The Just Culture principles will be part of the job from the earliest days for all employees—all new hires will be trained in it. Every current employee will be trained in it as well.

A LABORATORY FOR CHANGE THAT’S JUST THE RIGHT SIZE

The Just Culture philosophy appears to be working well for The Vancouver Clinic. “We’re uniquely positioned to try it,” Seekamp says. “We’re physician-owned, and we’re large but not huge, with 300 providers and 1,000 staff. We’re small enough that we can really develop an integrated culture. Providers join us because they believe in the group model. It’s much like a family, and in a family, people think about their kids and spouses before their own self-interest. That’s really what we want to promote, and it’s how we get better. And it’s part of the professionalism in medicine, of continually working to get better.”

Gayle Seifullin, Director of Quality and Medical Affairs for The Vancouver Clinic, recalls one concrete example of Just Culture in action that began on the clinic floors, among frontline staff.

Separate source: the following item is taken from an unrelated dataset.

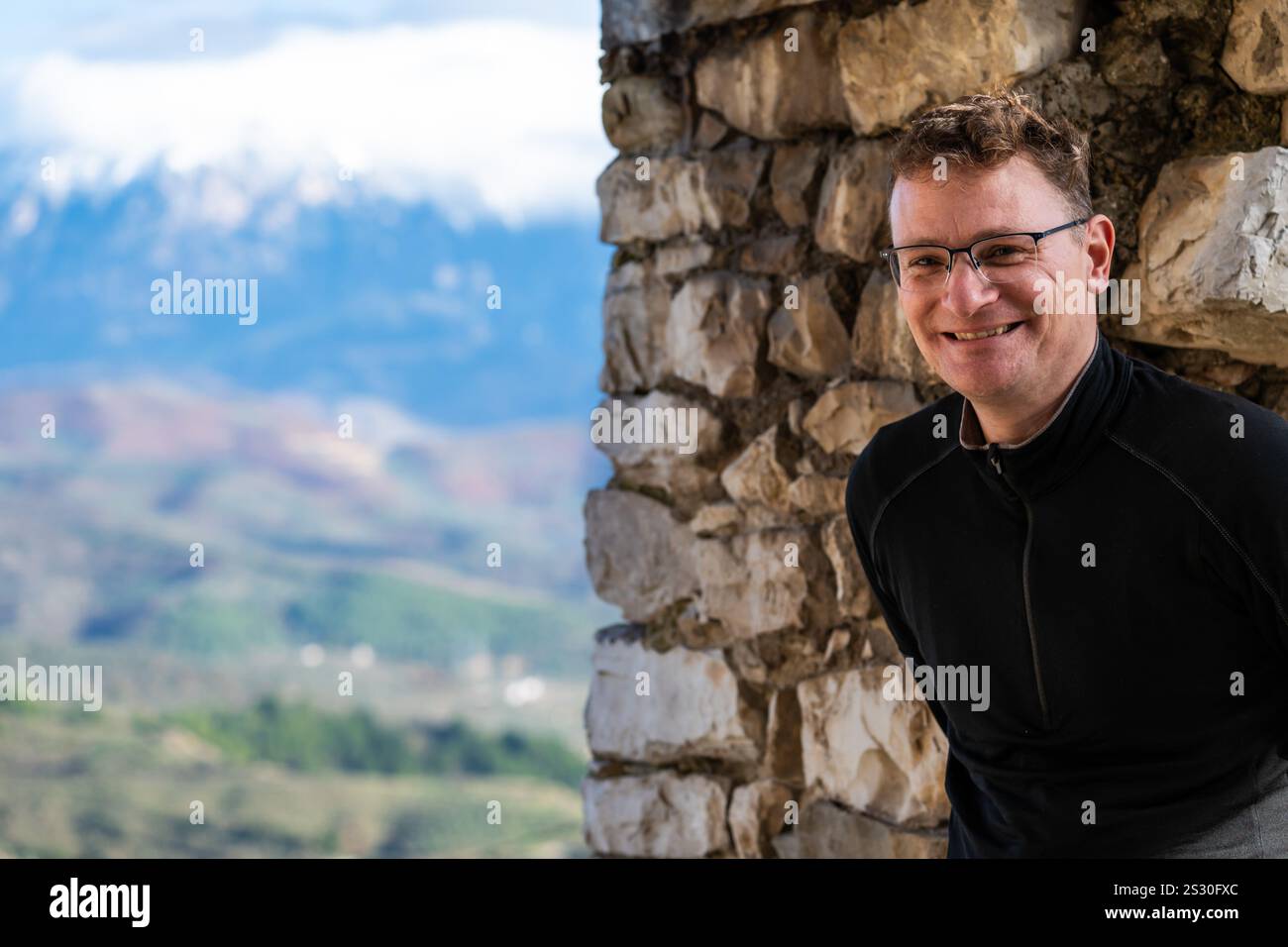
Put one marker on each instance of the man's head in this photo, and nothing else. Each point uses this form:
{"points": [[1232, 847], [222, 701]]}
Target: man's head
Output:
{"points": [[983, 166]]}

“We had difficulty with a syringe we were using—it was leaking,” Seifullin says. Rather than staff just living with it or being afraid of being accused of using the syringe incorrectly, they reported the issue, which was eventually escalated to the highest levels of the organization. A task force was assigned to investigate the problem and determine if it could be quickly solved, or if it was something that would take more time. As the task force worked, they reported their findings and thoughts so those investigating the problem knew where the issue stood. Eventually, clinic staff worked with the vendor and removed the faulty syringe, replacing it with a better model.

“In medicine, people really take ownership of their work, and they feel
embarrassed when something goes wrong—even if it’s not their fault."

Alfred Seekamp, MD

Chief Medical Officer, The Vancouver Clinic

“That’s a true model of a culture that encourages reporting,” Seifullin says. “Is everything solvable? That I can’t speak to. But this is how our Just Culture model works.”

It’s not always straightforward, Seekamp concedes. “Culture work is always difficult,” he says. “In medicine, people really take ownership of their work, and they feel embarrassed when something goes wrong—even if it’s not their fault. But when we dig deeper into an incident, we can see process issues, and that can let us solve problems across the organization. If it’s a problem in surgery, it’s probably also a problem in internal medicine or in Ob-Gyn. We want to solve these problems across the organization, because when we do, we improve quality, outcomes, and patient safety.

“We’re always a work in progress, continually evolving, and this is just another part of how we’re trying to get better.”